What’s Your Favorite Online Financial Literacy Game?
Why Games?
“Teach me and I’ll forget, show me and I may remember, involve me and I’ll understand” – Chinese Proverb.
Kids (and adults!) love games. Games help us practice what we can’t (or won’t) do in reality. We learn from games.
Games can help us learn about money, investing, running a business, and other financial concepts. In my youth, we had only board games, such as monopoly or Pit or Life. Today we have a myrid of board and online games to help us learn about and help us teach our kids about money.
Free Online Games
PBS Kids offers several different online games, two are money related: Be your own boss and Mad Money
Dough main offers several different online games such as Fishdom, Exact Change and others.
Another free to play online game is Celebrity Calamity
(http://financialentertainment.org/play/celebritycalamity.html), from Doorway 2 Dreams is, according to the Financial Entertainment website, “our first financial entertainment product, is a video game that’s fun to play and gives players valuable financial information they can use in daily life. In this game, players become the Business Manager for three up-and-coming celebrities—Alice Albudget, Buster Buyin, and Missy Moolah—who spend beyond their means. Players must effectively use a bank account, debit card, and credit card to be successful”. Other financial online games are also available at https://financialentertainment.org/.
A site with free games and more is TheMint (http://www.themint.org/index.html) a site developed by the Northwestern Mutual Foundation to help teach kids and teens (6th – 12th graders) about personal finance. It has a number of categories of learning (such as earning, spending, giving, tracking, investing and etc. These are divided by age group into a ‘for kids’ and a ‘for teens’ area. Each category has activities, games and information. There is even a section for parents – to check up on how well they are doing training their kids!

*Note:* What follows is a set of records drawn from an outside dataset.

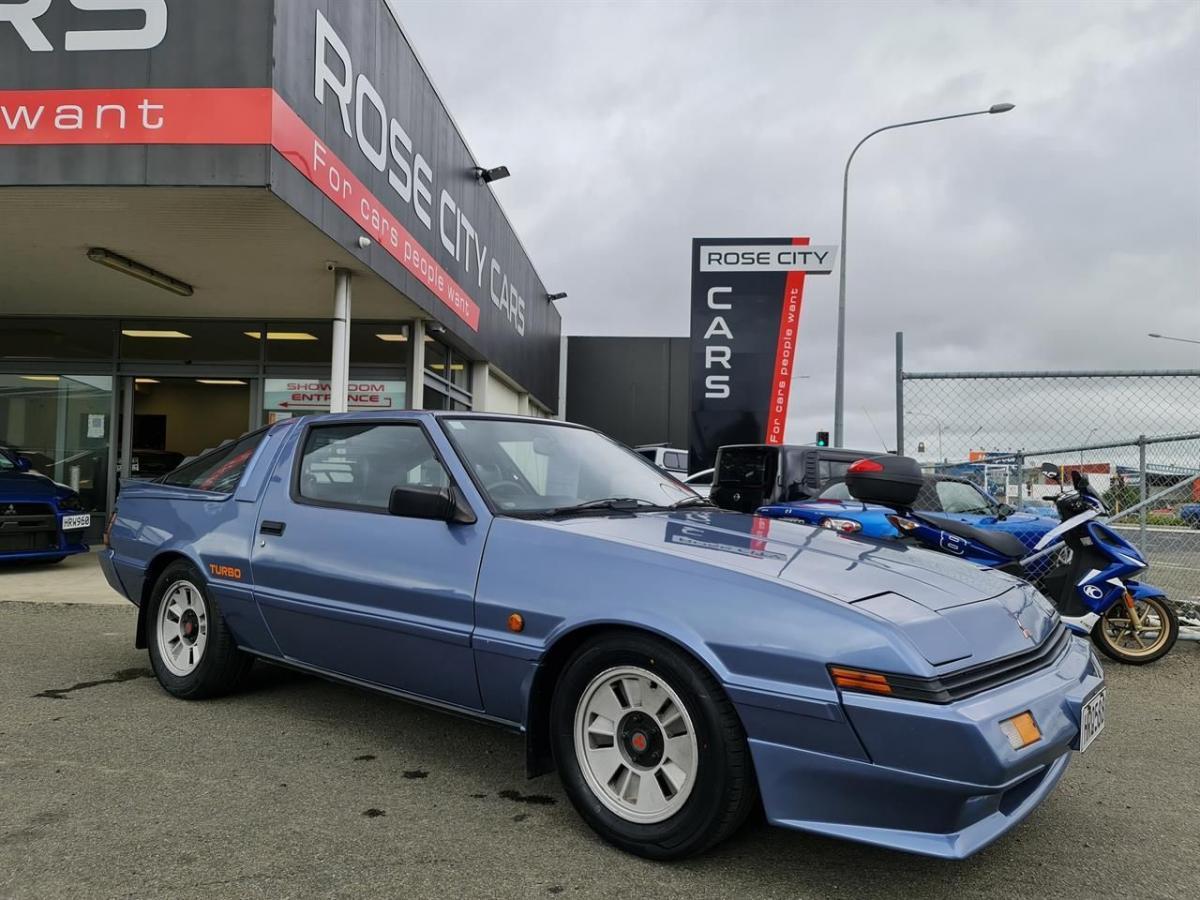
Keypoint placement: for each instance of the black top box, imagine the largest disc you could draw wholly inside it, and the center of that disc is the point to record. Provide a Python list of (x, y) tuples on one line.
[(886, 480)]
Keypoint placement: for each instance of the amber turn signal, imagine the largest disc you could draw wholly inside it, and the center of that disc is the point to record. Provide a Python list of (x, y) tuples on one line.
[(1021, 730), (853, 679)]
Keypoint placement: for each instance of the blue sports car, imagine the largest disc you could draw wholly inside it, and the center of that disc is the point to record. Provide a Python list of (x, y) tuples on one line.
[(41, 521), (672, 661)]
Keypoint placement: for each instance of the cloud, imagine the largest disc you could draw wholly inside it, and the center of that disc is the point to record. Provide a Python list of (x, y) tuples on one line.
[(1051, 237)]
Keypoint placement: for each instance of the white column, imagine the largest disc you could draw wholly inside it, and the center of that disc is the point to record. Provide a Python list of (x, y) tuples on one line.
[(340, 376), (417, 365), (480, 377)]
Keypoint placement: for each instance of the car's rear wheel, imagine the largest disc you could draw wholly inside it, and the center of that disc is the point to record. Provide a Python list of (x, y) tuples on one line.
[(651, 751), (192, 651)]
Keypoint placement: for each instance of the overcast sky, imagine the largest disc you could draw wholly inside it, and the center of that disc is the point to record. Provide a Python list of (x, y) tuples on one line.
[(1055, 235)]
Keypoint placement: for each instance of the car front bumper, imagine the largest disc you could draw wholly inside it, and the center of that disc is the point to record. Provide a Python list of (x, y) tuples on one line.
[(936, 780)]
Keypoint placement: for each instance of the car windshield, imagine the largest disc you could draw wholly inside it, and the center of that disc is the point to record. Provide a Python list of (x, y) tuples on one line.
[(528, 468), (960, 497)]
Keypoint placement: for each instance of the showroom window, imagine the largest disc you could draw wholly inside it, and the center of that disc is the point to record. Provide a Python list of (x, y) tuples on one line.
[(447, 377), (61, 424)]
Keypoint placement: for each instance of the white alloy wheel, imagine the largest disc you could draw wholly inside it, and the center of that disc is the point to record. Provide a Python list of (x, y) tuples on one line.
[(183, 628), (635, 744)]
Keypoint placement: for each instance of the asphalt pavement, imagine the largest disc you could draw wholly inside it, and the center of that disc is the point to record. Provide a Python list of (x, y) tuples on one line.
[(301, 787)]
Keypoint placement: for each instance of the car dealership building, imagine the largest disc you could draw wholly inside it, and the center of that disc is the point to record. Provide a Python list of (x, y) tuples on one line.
[(216, 214)]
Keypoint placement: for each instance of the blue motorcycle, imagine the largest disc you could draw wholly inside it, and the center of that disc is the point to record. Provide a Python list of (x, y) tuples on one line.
[(1091, 581)]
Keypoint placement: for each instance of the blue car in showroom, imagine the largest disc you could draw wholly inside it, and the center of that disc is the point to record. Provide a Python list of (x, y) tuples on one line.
[(675, 663), (41, 521)]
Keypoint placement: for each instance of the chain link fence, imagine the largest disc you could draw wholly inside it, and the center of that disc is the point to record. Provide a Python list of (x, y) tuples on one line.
[(1134, 433)]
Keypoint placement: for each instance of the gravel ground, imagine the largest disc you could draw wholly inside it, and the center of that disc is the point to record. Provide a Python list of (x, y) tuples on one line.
[(300, 787)]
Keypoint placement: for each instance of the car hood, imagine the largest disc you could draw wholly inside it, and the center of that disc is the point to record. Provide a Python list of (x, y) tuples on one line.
[(816, 559), (948, 609), (27, 486)]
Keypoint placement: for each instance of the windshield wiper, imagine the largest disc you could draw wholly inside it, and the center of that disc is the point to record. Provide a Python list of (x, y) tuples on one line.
[(693, 502), (606, 503)]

At Practical Money Skills for Life (http://www.practicalmoneyskills.com/games/)– the Visa outreach program provides a variety of free games (which by the way they let you embed on your website), such as Cash Puzzler, Countdown to Retirement and Money Metropolis which allows kids ages 7–12 to navigate a multi-dimensional world, making life decisions that will affect whether their virtual bank account shrinks or grows. They have additional games, including Peter Pig’s Money Counter where kids ages 4–7 can practice sorting and counting coins with the help of wise Peter Pig.
Yet another online game is Money$Island which was created by a former Teacher of the Year (Felix Brandon Lloyd) and is offered by BancVue to community financial institutions to brand and put on their websites. Kids are on a quest to save a broke kid. They learn saving, spending, investing and giving concepts along the way. First National Bank and Trust has it on their website.